Why Doesn’t Every Fund Do This?
- Alpesh Patel
- 28 minutes ago
- 3 min read
When clients see the performance of my Great Investments Programme, the question is inevitable: “Why doesn’t every fund do this? You can’t be the only clever person.”

It’s a fair challenge – and the answer reveals much about how the investment industry actually works.
First, let’s kill the myth that investment managers spend their days scouring markets for the best opportunities.
Most large funds are not designed to find the next great investment. They are designed to gather assets.
Why? Because fund managers are paid on the percentage of money they manage, not the percentage they make for you. A billion under management at 1% fees is a £10 million annual business – regardless of whether your portfolio grows or not.
This leads to “career risk” investing. If you’re a manager at BlackRock or Fidelity and you hug the benchmark, you’ll never be sacked for being wrong with everyone else.
But if you take bold, evidence-based positions and they go against you, you’ll be out of a job faster than you can say “FTSE tracker.” So the incentive structure favours mediocrity, not outperformance.
Second, size is an enemy of agility. Warren Buffett himself admits that Berkshire Hathaway’s sheer scale makes it impossible to deliver the returns he achieved in his early years.
A £50 billion fund can’t easily take a meaningful position in an overlooked mid-cap stock or a specialist ETF. It’s like trying to steer an oil tanker into a narrow harbour – whereas my programme is more like piloting a speedboat. We can move fast, take decisive positions, and exploit opportunities that lumbering giants simply cannot.
Third, regulation and bureaucracy. Large funds operate under layers of compliance committees, investment boards, and risk managers.
Their role is to avoid embarrassment rather than pursue excellence. This is why many portfolios end up looking suspiciously alike – everyone owning the same “Magnificent Seven” tech stocks, everyone underweight in the same unfashionable sectors. It’s not innovation; it’s groupthink.

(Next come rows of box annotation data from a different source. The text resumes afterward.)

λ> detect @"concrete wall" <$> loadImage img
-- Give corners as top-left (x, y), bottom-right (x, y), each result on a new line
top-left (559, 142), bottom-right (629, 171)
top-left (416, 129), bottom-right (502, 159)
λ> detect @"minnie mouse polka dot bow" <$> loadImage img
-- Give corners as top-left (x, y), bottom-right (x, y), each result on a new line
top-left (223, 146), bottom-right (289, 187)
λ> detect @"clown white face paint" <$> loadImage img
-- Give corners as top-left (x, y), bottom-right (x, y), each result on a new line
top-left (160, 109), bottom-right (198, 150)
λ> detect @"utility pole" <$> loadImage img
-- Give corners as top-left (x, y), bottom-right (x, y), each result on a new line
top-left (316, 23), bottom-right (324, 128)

Finally, let’s not pretend I’m “the only clever person.” Far from it. The Programme stands on the shoulders of giants.
We systematically filter ideas from the world’s best hedge funds and global banks – firms with teams of PhDs and billions of dollars of research budgets.

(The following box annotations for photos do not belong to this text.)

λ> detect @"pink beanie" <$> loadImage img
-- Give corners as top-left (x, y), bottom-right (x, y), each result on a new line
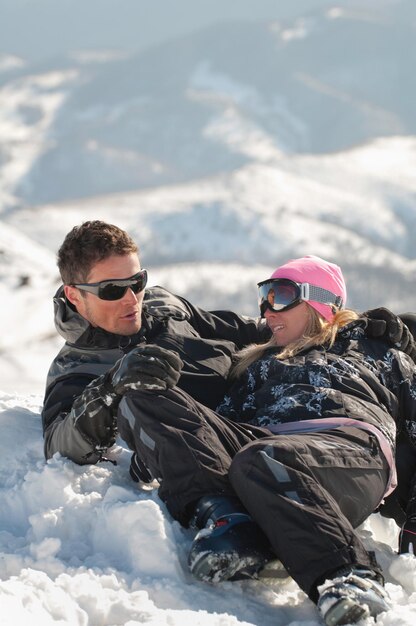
top-left (271, 256), bottom-right (347, 321)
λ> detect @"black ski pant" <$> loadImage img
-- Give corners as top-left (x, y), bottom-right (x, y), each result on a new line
top-left (118, 388), bottom-right (389, 602)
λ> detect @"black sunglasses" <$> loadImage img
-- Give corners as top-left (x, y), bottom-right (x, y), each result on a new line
top-left (72, 270), bottom-right (147, 300)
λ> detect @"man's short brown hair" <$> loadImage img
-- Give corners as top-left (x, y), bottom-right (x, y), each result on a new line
top-left (58, 220), bottom-right (138, 285)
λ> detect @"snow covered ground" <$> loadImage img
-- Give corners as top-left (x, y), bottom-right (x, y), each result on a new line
top-left (0, 0), bottom-right (416, 626)
top-left (0, 393), bottom-right (416, 626)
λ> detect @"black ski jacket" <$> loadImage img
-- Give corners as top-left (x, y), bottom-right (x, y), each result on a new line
top-left (42, 287), bottom-right (269, 464)
top-left (217, 320), bottom-right (416, 468)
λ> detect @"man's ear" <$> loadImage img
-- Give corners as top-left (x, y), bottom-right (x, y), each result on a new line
top-left (64, 285), bottom-right (82, 308)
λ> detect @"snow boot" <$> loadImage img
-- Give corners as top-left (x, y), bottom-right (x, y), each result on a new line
top-left (318, 567), bottom-right (391, 626)
top-left (188, 496), bottom-right (280, 583)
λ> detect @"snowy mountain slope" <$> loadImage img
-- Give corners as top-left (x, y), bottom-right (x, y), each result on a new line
top-left (4, 133), bottom-right (416, 314)
top-left (0, 3), bottom-right (416, 207)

But unlike the average investor, I don’t take their recommendations at face value.
We run them through our own proprietary criteria: value, growth, risk-adjusted returns, Sortino ratios, and yes, common sense. Think of it as curating the world’s best ideas rather than reinventing the wheel.
So why doesn’t every fund do this? Because they can’t – not with their incentives, their size, and their constraints. It’s not that others aren’t clever. It’s that the system is not designed to deliver the kind of focus, agility, and independence that the Great Investments Programme is built on.

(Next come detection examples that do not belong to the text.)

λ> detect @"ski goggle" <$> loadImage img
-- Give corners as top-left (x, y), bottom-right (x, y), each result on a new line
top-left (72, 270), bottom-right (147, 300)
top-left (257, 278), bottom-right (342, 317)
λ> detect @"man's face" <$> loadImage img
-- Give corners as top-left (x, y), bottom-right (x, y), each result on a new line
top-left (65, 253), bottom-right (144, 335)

Investing is not about being the only smart person in the room. It’s about being willing to think and act differently when the crowd is paralysed. That’s why this Programme exists – and why it doesn’t look like every other fund.
Alpesh Patel OBE
Disclaimer: The value of investments and the income from them can go down as well as up, and you may not get back the amount originally invested. Past performance is not a reliable indicator of future results. This content is provided for educational purposes only and does not constitute financial advice.